Homework 3

2024-10-20

Interval Estimation

Interval estimation is a range of values used to estimate a population parameter. Unlike point estimation, interval estimation provides a range that is likely to contain the true population parameter with a specified level of confidence.

Key Terms

Point Estimate: A single value estimate of a population parameter (e.g., sample mean).
Confidence Interval (CI): A range of values that is likely to contain the population parameter with a certain level of confidence.
Confidence Level: The proportion of times that the confidence interval would contain the true population parameter if repeated sampling were done.

Math Equation: Confidence Interval Formula

The confidence interval for the population mean (when the population standard deviation is unknown) is given by:

\[ CI = \bar{x} \pm t_{\alpha/2, n-1} \cdot \frac{s}{\sqrt{n}} \]

Where: - \(\bar{x}\) is the sample mean. - \(t_{\alpha/2, n-1}\) is the critical value from the t-distribution. - \(s\) is the sample standard deviation. - \(n\) is the sample size.

Math Equation: P-value Calculation

For a one-tailed test, the P-value is calculated as:

\[ P = P(t > t_{observed}) \]

Where \(t_{observed}\) is the observed value of the test statistic.

Example: Confidence Interval Calculation

Let’s compute a 95% confidence interval for a sample mean.

## 
##  One Sample t-test
## 
## data:  data
## t = 36.027, df = 29, p-value < 2.2e-16
## alternative hypothesis: true mean is not equal to 0
## 95 percent confidence interval:
##  60.86573 68.19219
## sample estimates:
## mean of x 
##  64.52896

Plotly Plot: Confidence Interval Visualization

ggplot Example 1: Distribution of Sample Data

We use ggplot2 to visualize the distribution of the sample data.

ggplot Example 2: Confidence Interval for Mean

This plot shows the confidence interval for the sample mean.

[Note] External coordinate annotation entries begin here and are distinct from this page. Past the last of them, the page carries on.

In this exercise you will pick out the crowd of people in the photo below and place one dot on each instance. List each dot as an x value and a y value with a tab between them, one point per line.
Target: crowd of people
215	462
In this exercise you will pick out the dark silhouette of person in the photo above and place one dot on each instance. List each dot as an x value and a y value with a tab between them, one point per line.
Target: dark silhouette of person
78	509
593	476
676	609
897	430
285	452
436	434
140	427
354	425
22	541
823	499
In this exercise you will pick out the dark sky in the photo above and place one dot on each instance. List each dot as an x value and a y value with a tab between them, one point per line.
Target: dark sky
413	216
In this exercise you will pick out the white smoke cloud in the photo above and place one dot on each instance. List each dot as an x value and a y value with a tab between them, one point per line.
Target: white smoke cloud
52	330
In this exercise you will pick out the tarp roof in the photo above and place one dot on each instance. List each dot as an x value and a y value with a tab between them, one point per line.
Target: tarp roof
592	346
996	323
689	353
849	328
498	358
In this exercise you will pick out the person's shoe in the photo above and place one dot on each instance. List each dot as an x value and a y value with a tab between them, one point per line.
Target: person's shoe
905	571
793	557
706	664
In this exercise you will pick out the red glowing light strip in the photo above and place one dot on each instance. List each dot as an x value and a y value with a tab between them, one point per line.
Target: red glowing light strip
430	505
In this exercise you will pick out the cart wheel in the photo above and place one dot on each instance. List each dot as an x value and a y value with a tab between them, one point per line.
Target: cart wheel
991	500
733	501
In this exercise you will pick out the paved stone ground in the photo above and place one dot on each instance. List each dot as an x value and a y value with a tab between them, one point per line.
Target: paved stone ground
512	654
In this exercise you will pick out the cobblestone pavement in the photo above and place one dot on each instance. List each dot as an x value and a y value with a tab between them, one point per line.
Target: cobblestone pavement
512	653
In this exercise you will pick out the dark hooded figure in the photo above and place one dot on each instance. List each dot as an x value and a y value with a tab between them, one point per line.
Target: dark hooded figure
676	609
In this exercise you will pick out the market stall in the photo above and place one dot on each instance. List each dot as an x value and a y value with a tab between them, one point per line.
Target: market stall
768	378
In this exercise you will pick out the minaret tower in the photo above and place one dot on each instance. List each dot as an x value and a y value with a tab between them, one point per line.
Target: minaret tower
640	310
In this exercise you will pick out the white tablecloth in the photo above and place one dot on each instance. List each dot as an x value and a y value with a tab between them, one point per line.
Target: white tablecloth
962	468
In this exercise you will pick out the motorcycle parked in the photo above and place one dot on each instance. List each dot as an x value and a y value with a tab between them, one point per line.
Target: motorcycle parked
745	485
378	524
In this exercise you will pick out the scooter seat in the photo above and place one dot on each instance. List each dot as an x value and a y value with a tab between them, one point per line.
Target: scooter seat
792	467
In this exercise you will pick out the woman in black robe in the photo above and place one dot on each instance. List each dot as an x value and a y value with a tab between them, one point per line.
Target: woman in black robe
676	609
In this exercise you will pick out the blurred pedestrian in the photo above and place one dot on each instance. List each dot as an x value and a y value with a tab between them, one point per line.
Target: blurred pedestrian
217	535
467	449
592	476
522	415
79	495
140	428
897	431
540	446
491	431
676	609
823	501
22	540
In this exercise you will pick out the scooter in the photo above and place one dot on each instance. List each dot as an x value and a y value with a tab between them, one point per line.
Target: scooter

Rcode for ggplot Example 1

library(ggplot2)

ggplot(data = data.frame(x=data), aes(x=x)) +

geom_histogram(aes(y=after_stat(density)), binwidth=2, fill=“brown”, alpha=0.5) +

geom_density(color=“grey”, linewidth=1.5) + # Changed size to linewidth

ggtitle(“Distribution of Sample Data”)

Conclusion

Interval estimation provides a range of values that likely contains the true population parameter, giving a measure of reliability to the estimate. Confidence intervals are widely used in research and data analysis to quantify uncertainty.